La xilografia, Arte antica

a cura del Prof. Marco Fagioli

La xilografia, al pari della scultura, può essere considerata "arte senza tempo", a differenza della pittura che è sempre figlia dei secoli, della cultura e del luogo in cui si trovi a germogliare.

            Paradossalmente la xilografia, tecnica di incisione che consiste nello scavare con sgorbie la matrice in legno e al pari delle altre tecniche di stampa come il bulino, l'acquaforte, la litografia, è legata alla pittura, arte maggiore, richiede la stessa "primitiva" manualità che, nella lavorazione, esigono i materiali delle scultura, il marmo, la pietra e il legno.

            È pur vero che la xilografia, nella sua storia multiforme, dai primi legni gotici alla Grande e Piccola Passione di Albrecht Durer, fino ai legni di Edvard Munch, Felix Vallonton e Eric Gill nel Novecento, ha cambiato statuto sovente.

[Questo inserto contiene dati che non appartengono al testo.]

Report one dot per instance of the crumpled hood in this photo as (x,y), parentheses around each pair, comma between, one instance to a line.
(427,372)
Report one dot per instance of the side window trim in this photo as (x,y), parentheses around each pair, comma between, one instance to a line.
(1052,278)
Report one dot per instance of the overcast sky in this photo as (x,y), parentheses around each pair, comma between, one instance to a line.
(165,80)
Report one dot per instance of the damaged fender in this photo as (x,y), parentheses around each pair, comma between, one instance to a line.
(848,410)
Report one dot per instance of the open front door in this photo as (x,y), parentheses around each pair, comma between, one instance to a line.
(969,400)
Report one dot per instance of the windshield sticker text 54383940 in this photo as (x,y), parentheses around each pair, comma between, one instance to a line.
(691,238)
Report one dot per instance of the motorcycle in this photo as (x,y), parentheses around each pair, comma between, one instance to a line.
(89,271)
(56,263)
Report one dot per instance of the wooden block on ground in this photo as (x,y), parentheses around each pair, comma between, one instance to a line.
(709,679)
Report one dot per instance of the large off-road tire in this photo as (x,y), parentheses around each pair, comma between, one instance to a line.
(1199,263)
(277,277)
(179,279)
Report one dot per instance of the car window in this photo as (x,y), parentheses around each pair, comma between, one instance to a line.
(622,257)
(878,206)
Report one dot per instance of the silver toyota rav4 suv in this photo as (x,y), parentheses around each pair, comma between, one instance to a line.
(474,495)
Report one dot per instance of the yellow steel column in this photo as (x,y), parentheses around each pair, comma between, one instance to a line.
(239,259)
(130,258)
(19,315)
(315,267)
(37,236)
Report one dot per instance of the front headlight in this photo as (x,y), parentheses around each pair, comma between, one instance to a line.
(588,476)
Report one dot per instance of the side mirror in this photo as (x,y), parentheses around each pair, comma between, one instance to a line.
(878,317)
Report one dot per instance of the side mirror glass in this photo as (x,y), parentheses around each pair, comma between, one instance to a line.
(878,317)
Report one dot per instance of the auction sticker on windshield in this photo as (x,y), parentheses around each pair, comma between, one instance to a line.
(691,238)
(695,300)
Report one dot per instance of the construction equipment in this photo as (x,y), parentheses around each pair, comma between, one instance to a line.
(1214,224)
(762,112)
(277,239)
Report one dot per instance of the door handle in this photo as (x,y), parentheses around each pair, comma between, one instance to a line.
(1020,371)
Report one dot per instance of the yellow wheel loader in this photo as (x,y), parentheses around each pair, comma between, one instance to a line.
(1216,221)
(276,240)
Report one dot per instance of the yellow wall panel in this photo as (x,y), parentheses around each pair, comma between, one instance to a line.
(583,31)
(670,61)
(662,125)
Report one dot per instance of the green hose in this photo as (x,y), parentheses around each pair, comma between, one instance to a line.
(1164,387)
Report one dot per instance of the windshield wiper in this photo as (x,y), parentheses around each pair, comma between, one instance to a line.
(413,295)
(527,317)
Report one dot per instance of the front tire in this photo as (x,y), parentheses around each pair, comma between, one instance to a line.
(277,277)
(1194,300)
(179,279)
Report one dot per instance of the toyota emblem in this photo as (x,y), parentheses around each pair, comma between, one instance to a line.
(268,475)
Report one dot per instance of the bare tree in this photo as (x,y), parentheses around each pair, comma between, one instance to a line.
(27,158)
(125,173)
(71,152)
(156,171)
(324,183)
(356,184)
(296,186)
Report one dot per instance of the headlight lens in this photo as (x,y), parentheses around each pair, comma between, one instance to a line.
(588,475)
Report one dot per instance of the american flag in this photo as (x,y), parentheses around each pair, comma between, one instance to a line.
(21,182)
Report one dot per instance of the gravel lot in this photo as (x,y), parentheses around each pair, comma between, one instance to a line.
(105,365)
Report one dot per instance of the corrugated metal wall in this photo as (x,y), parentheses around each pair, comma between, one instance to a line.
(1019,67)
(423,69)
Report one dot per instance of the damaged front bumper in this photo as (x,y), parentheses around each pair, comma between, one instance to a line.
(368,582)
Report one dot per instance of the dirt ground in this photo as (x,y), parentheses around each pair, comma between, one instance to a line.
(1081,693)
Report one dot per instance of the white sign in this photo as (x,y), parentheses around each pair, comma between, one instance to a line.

        In Occidente molti artisti non incidevano i loro legni ed erano semplicemente pittori che passavano all'incisione il disegno: anche in Giappone, i pittori della scola Ukiyo-e si limitavano a disegnare la stampa, alcuni tuttavia, e tra questi Katsushika Hokusai, avevano avuto un apprendistato di incisori.

La xilografia policroma, poco praticata in Occidente rispetto al bianco e nero, fino agli Espressionisti, come Ernest Ludwig Kirchner, Eric Heckel e Otto Mueller, che si dedicarono a questo linguaggio "anche nella illustrazione di libri" con esisti altissimi, al pari della loro pittura, è stata invece un genere che ha raggiunto il livello massimo di qualità estetica e diffusione nella sua storia, proprio in Giappone durante l'epoca Tokugawa, dal 1658 al 1868.

Le più antiche xilografie, da matrici di legno, conosciute nel mondo, rimangono ancor oggi quelle scoperte nel 1908 da Aurel Stein nella grotta dei Mille Buddha di Tunhuang, all'estremo confine occidentale della Cina; sono tutte immagini buddiste e le più antiche accompagnano la traduzione cinese di un Sutra, datato al 868 dopo Cristo.

Altre xilografie, dalla stessa grotta risalgono al 947 e 983 della nostra era ed assegnano alla Cina il primato nell'invenzione di questa tecnica a stampa, che nessuno contesta. Le più antiche xilografie stampate in due e tre colori, con i pigmenti ad olio, datano in Italia e Germania agli inizi del sedicesimo secolo, conosciute con il nome di stampa a "chiaroscuro", e portano il nome di autori come il celebre pitture senese Domenico Beccafumi e meno noti come Antonio da Trento.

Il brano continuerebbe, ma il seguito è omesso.